With 1255 two-axis sun-tracking heliostats and mirrors, PS20 has double the capacity of PS10. The PS20 tower is 165 m high and also uses steam, but it employs second-generation technology in the receiver, in its control system, and in energy storage.
DISH/ENGINE SYSTEMS
Dish/engine systems (Fig. 4) are another photovoltaic alternative. Their optimum size, however, seems to be more on the scale of a distributed power generator (1 to 40 kW) than a bulk-power plant, though they can be scaled up in arrays. They are expected to find applications in emerging global markets.
In a dish/engine system, a single concentrator (which may actually be a mirror array) continuously tracks the sun, reflecting its solar energy onto a receiver where it is absorbed, converted to heat, and applied to an engine/generator. This is often a Stirling-cycle engine.
Recall that in the Stirling cycle, the working gas is alternately heated and cooled by constant-temperature and constant-volume processes. Stirling engines usually incorporate an efficiency-enhancing regenerator that captures heat during constant-volume cooling and replaces it when the gas is heated at constant volume. The best of the Stirling engines achieve thermal-to-electric conversion efficiencies of about 40%. Stirling engines are a leading candidate for dish/engine systems because their external heating makes them adaptable to concentrated solar flux and because of their high efficiency.
A great deal of insightful information about dish/engine design is available from SolarPACES (Solar Power and Chemical Energy Systems), a program of the International Energy Agency. According to SolarPACES, the thermal receiver cooling fluid, usually hydrogen or helium, may be both the heat transfer medium and the working fluid for the engine.
Directly illuminated Stirling receivers adapt the heater tubes of the Stirling engine itself. Because of the high heat transfer capability of high-velocity, high-pressure helium or hydrogen, direct-illumination receivers can absorb approximately 75 W/cm². One design challenge is balancing the temperatures and heat addition between the cylinders of a multiple-cylinder Stirling engine. Liquid-metal, heat-pipe solar receivers are used to achieve that balance.

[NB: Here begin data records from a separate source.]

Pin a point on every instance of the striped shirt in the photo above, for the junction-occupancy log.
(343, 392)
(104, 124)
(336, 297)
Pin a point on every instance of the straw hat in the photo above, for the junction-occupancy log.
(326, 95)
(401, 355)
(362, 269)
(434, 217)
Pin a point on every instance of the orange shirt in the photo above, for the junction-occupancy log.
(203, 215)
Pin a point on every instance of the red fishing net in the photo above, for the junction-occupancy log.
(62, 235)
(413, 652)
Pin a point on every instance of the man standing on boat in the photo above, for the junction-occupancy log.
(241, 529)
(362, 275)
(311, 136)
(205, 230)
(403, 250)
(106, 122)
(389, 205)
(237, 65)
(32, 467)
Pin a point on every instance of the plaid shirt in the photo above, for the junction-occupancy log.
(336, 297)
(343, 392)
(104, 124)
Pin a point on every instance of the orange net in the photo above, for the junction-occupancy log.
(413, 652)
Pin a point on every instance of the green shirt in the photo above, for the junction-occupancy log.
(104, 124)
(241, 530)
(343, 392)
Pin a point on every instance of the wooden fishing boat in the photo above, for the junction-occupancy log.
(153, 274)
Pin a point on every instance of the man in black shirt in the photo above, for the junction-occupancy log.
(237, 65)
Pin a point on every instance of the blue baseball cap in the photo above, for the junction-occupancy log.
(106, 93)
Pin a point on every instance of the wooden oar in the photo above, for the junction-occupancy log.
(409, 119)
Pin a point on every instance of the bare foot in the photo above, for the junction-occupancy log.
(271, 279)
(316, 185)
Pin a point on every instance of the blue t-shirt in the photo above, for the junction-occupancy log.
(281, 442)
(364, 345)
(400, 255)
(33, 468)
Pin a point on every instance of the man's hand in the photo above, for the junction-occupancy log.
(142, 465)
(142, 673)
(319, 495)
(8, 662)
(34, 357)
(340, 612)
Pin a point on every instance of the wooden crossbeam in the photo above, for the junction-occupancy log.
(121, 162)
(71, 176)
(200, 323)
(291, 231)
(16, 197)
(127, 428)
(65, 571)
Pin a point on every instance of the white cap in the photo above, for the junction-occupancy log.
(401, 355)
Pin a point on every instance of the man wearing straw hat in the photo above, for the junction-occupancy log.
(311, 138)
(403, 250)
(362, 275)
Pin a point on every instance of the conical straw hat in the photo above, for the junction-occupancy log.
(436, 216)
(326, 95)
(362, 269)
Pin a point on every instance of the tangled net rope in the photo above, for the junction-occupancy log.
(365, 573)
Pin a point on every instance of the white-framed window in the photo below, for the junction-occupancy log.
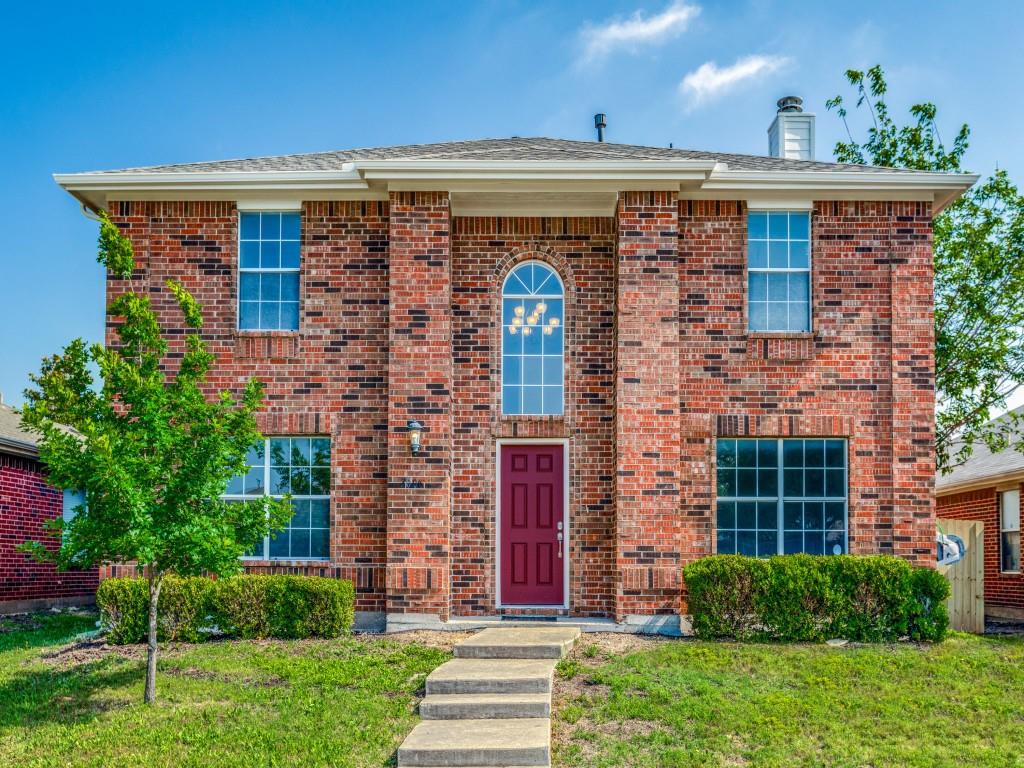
(300, 466)
(268, 270)
(778, 271)
(1010, 531)
(781, 496)
(532, 341)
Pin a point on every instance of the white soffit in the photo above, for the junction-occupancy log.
(519, 187)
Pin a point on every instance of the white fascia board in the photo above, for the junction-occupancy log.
(940, 188)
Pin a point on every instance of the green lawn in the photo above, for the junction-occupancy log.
(338, 702)
(696, 704)
(620, 701)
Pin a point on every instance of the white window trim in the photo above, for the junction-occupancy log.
(782, 208)
(780, 499)
(268, 270)
(560, 296)
(265, 557)
(1003, 529)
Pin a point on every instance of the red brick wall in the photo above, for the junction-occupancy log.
(582, 251)
(361, 366)
(328, 379)
(419, 496)
(26, 503)
(647, 398)
(836, 381)
(1005, 590)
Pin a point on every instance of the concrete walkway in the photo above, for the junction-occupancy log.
(491, 706)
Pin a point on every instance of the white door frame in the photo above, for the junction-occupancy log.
(564, 442)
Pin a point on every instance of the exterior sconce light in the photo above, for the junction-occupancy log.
(415, 436)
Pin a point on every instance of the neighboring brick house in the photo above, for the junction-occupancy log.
(588, 334)
(26, 503)
(987, 487)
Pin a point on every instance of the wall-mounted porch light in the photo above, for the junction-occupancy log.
(415, 436)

In a heat-pipe receiver, liquid sodium metal is vaporized on the absorber surface of the receiver and condensed on the Stirling engine’s heater tubes, evening out the temperature and permitting a higher engine working temperature. It is also possible to make a heat-pipe receiver that isothermally transfers heat by the evaporation of sodium on the receiver/absorber and condensing it on the engine heater tubes.
Stirling cycle engines used in solar dish systems use a hydrogen or helium working gas at temperatures of over 700°C and pressures as high as 20 MPa. Several mechanical configurations implement these constant-temperature and constant-volume processes. Most involve the use of pistons and cylinders. Some use a displacer (a piston that displaces the working gas without changing its volume) to shuttle the working gas back and forth from the hot region to the cold region of the engine.
For most engine designs, power is extracted through a rotating crankshaft. An exception is the free-piston configuration, where the pistons are not constrained by crankshafts or other mechanisms. They bounce back and forth on springs. A linear alternator or pump extracts the power from the power piston. Several excellent available references describe the principles of Stirling machines.
Some future dish/engine designs may use gas turbines, in which efficiency is over 80%, instead of reciprocating Stirling engines. In the most successful of these designs to date, the receivers have used “volumetric absorption,” in which the concentrated solar radiation passes through a fused silica “quartz” window and is absorbed by a porous matrix. Still, the Stirling engine is today’s norm.